The example relies in part on the idea of using XML attributes to express PIDS in DC, as discussed in the PIDS in DC session in Porto 2018. However, since the element name id is problematic, I've used pid
instead.
Hi Osma, Thank you for the XML example which seems to work well.
I’m afraid I am on leave for the meeting so apologies,
Jan
Sent from my iPhone
On 14 Apr 2022, at 18:55, Osma Suominen @.***> wrote:
I've created an example of affiliation information in XML, based on the same 2002 paper example. For discussion in the next SRAP meeting.
The example relies in part on the idea of using XML attributes to express PIDS in DC, as discussed in the PIDS in DC session in Porto 2018. However, since the element name id is problematic, I've used pid instead.
— Reply to this email directly, view it on GitHub, or unsubscribe. You are receiving this because you commented.
Next step is to document the new class and properties in a Markdown snippet similar to date_subproperties.md. I can do that.
Alasdair will call a meeting on the PIDS in DC group, with the goal of finishing and publishing a specification how to express PIDs.
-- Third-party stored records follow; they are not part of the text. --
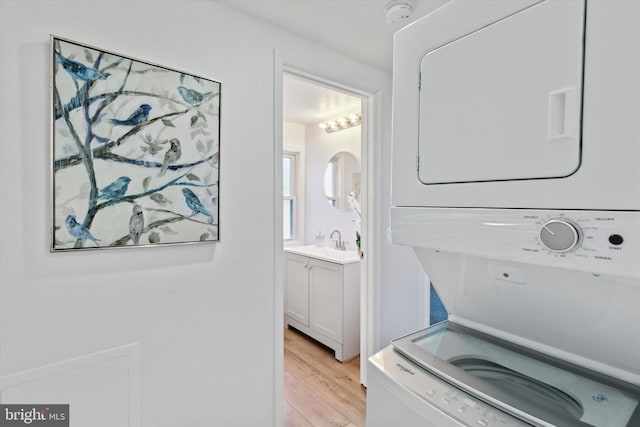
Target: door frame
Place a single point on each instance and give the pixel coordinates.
(371, 97)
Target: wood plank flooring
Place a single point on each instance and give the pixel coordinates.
(318, 390)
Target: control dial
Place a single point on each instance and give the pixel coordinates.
(560, 235)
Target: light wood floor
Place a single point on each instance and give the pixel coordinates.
(318, 390)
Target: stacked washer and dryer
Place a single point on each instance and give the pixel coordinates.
(516, 180)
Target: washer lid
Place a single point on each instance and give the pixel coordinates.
(494, 273)
(534, 387)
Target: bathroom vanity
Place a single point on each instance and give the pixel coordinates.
(322, 297)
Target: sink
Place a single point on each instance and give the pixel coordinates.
(326, 254)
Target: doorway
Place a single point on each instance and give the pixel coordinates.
(322, 151)
(371, 102)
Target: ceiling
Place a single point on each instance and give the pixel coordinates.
(306, 103)
(356, 28)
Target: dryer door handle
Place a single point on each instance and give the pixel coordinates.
(561, 113)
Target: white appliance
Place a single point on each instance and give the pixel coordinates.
(516, 180)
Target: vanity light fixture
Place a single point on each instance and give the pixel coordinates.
(341, 123)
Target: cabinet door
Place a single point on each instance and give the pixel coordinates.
(296, 288)
(325, 286)
(504, 102)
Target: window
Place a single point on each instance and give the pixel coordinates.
(290, 207)
(331, 182)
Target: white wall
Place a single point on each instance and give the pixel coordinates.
(321, 147)
(203, 315)
(294, 140)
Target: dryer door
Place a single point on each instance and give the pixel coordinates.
(503, 102)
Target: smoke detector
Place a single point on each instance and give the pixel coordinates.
(398, 11)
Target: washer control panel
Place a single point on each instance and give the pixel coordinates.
(455, 403)
(560, 235)
(603, 242)
(606, 242)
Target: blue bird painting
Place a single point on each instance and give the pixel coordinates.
(171, 156)
(116, 189)
(136, 224)
(194, 203)
(80, 71)
(139, 116)
(194, 97)
(78, 230)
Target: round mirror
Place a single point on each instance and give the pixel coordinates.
(342, 180)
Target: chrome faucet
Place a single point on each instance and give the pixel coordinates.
(339, 242)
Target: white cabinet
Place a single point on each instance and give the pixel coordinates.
(322, 300)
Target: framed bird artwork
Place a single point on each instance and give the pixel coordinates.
(135, 152)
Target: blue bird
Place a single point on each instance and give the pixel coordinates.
(139, 116)
(136, 224)
(171, 156)
(116, 189)
(194, 97)
(78, 230)
(80, 71)
(194, 203)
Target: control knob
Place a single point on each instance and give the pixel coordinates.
(560, 235)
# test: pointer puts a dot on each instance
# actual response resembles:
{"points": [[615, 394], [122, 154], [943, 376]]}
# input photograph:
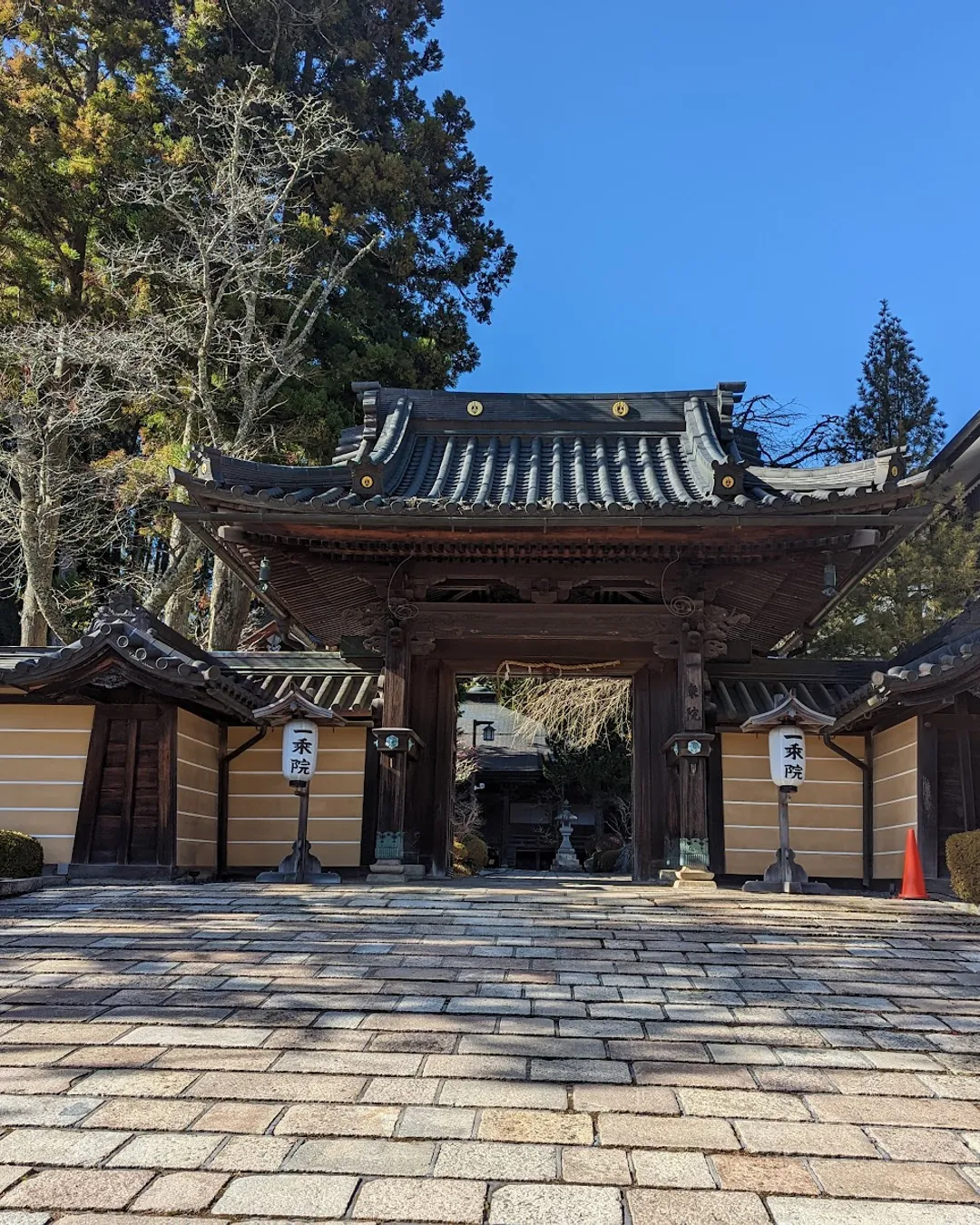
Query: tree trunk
{"points": [[230, 609], [34, 626]]}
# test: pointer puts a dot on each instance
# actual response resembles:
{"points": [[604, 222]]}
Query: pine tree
{"points": [[895, 407], [931, 576]]}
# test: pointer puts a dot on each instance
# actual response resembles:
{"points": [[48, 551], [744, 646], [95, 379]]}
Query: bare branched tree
{"points": [[60, 385], [241, 270], [788, 438], [581, 712]]}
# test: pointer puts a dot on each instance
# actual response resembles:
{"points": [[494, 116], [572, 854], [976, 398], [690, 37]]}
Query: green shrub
{"points": [[476, 851], [963, 857], [20, 855]]}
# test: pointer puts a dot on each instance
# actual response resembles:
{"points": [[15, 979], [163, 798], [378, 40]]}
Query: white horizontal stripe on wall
{"points": [[62, 757], [804, 829], [48, 731], [37, 808], [279, 842], [266, 795], [211, 769], [769, 850]]}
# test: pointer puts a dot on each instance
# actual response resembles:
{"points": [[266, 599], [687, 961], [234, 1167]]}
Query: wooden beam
{"points": [[928, 781], [445, 769], [394, 767]]}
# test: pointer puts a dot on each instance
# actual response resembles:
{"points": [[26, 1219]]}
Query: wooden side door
{"points": [[126, 812]]}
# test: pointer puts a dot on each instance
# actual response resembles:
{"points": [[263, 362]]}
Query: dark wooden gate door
{"points": [[125, 816], [958, 777]]}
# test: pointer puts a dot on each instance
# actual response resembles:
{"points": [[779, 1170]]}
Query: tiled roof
{"points": [[124, 633], [462, 454], [945, 663], [325, 676], [739, 691]]}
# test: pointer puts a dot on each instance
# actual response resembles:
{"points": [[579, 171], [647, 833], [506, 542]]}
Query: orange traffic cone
{"points": [[913, 881]]}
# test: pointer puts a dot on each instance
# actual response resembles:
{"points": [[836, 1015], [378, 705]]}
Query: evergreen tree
{"points": [[931, 576], [895, 407]]}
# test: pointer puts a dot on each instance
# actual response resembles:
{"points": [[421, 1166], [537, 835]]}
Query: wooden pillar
{"points": [[654, 701], [693, 789], [394, 767], [444, 777]]}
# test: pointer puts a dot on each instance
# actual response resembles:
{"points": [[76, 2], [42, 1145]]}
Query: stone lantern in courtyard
{"points": [[788, 725], [300, 720]]}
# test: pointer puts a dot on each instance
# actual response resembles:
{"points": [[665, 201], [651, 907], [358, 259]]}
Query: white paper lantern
{"points": [[788, 755], [299, 750]]}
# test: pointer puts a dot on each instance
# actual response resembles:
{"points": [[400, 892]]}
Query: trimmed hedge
{"points": [[20, 855], [963, 857], [469, 855]]}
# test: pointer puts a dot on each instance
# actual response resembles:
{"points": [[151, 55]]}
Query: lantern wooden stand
{"points": [[300, 720], [787, 724]]}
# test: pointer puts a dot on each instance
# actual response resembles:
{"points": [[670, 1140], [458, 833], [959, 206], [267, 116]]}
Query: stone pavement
{"points": [[505, 1054]]}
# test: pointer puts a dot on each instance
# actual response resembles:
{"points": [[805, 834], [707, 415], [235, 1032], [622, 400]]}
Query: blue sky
{"points": [[724, 189]]}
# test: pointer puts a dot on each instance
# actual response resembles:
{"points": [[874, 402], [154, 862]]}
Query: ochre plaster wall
{"points": [[43, 751], [262, 806], [825, 814], [196, 790], [896, 795]]}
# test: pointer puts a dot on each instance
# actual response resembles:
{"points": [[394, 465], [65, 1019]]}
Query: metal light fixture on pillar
{"points": [[787, 724], [300, 720]]}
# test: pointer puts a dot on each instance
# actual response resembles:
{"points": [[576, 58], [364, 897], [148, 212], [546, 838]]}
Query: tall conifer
{"points": [[895, 406]]}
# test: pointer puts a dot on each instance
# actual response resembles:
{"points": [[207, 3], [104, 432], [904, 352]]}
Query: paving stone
{"points": [[126, 1083], [897, 1112], [77, 1189], [644, 1131], [921, 1144], [631, 1099], [42, 1145], [546, 1206], [436, 1122], [287, 1194], [283, 1087], [144, 1115], [598, 1071], [603, 1166], [490, 1067], [818, 1140], [696, 1208], [402, 1091], [27, 1110], [765, 1175], [793, 1080], [898, 1180], [167, 1151], [864, 1211], [455, 1202], [338, 1121], [542, 1126], [354, 1063], [363, 1157], [737, 1104], [237, 1116], [688, 1170], [904, 1084], [707, 1075], [496, 1161], [251, 1154], [186, 1192], [486, 1093]]}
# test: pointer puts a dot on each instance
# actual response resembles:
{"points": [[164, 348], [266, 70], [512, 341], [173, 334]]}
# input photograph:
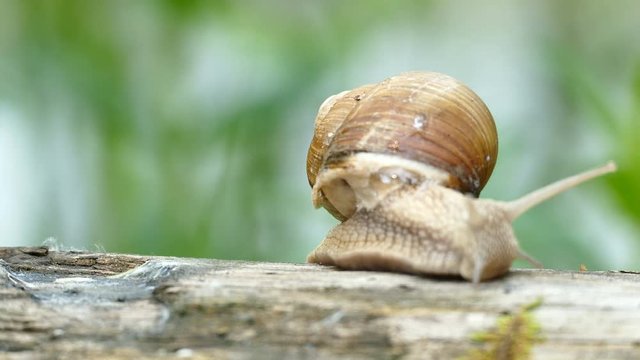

Still no Markdown snippet, but I'm working on it...meanwhile, here's an updated SRAP domain model diagram with the new AffiliatedAgent class:
We now have a means to provide affiliations in the Person shape, so closing this issue.
Proposed DCMI Metadata Terms: http://purl.org/dc/terms/affiliation
Label: Affiliation
An organization to which an agent is or was affiliated.
Domain includes: dcterms:Agent
Recommended practice is to identify the affiliation with a URI. If this is not possible or feasible, a literal value that identifies the affiliated organization may be provided. It is also possible to give both the name and the URI.
If a name is given, it should be provided in full and in hierarchical order, starting from the largest organizational unit.
-- Discussion and comments --
If a name is not unique, it is essential to provide both the name and an identifier of the affiliation. Identifier should be presented as URI if possible.
Choosing the correct name is a non-trivial problem (Helsinki university or Helsingin yliopisto, Trinity college Dublin or Dublin University. Trinity college) but it is outside the SRAP scope, apart from a generic guidance provided above.
Providing both the name and the identifier of an organization (or person) in a single XML string is a separate issue that is already under discussion in DCMI. Current SRAP draft provides a possible solution, but the syntax may change pending the forthcoming DCMI UB decision.